Rakuten Intelligence reported that Amazon “orders were up almost 16 percent in just two weeks … and attendance among workers at Amazon’s warehouses had fallen, making it more difficult to fulfill orders.” On March 17, “Amazon told suppliers to stop sending in many items so that it could prioritize having workers and drivers handle household staples, medical supplies and other ‘high demand’ products.”

Amazon also showed that products “deemed to be a low priority would take many weeks to arrive,” which would give the company “more flexibility to fulfill orders and would suppress demand.”

The Wall Street Journal reports that Amazon is “retooling its website” to dampen demand, first by removing “most of its popular recommendation widgets that show shoppers what other people with similar items in their basket also bought,” said sources.

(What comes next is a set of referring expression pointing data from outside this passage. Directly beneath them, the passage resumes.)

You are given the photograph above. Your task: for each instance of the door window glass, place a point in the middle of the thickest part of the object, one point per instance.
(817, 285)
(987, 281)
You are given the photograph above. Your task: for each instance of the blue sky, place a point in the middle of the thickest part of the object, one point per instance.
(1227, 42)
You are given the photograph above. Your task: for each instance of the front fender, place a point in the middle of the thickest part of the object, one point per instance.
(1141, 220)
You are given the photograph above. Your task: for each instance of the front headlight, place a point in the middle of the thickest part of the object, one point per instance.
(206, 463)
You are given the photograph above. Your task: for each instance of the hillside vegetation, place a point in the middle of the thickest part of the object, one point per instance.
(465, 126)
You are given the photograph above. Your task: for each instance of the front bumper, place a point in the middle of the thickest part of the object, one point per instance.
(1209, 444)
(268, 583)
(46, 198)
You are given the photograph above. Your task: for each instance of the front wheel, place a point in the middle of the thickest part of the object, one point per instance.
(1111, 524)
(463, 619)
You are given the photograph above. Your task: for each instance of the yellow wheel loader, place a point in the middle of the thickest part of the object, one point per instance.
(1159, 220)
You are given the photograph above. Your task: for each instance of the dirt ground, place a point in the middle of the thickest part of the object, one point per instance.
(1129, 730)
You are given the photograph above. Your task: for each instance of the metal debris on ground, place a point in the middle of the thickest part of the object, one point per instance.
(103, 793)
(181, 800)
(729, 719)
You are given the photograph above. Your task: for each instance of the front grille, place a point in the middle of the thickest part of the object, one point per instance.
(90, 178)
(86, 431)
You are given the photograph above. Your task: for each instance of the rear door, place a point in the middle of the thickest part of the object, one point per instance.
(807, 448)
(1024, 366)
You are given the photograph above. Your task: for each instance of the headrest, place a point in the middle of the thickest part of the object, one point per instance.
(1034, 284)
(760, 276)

In addition to canceling Mother’s Day and Father’s Day promotions, Amazon postponed its Prime Day shopping event and “scaled back coupons.”

Sources stated that Amazon’s executives have “said it could be more than two months before the company is running at pre-pandemic capacity, capable of meeting product demand across categories and shipping items in one or two days.” Amazon also stopped its “Ship With Amazon program that focuses on shipping items on behalf of its third-party sellers to customers that aren’t shopping on Amazon.” The company now encourages third-party sellers to ship items themselves and is forgoing the fee it charges them to be part of the Ship With Amazon program.

Elsewhere, NYT reports that Amazon’s workers have “raised urgent questions about how safe they were from the coronavirus” and even staged wildcat strikes, “the largest labor revolt in Amazon’s history.” This emboldens Amazon critic Stacy Mitchell, who published a scathing 2016 report on “Amazon’s Stranglehold” with Olivia LaVecchia.

“The antitrust argument against Amazon is much more alive than the antitrust argument against Walmart ever was,” Mitchell said. “There’s a sense that we have to fix inequality or it will be the country’s undoing. I’d hate to give up on this moment.”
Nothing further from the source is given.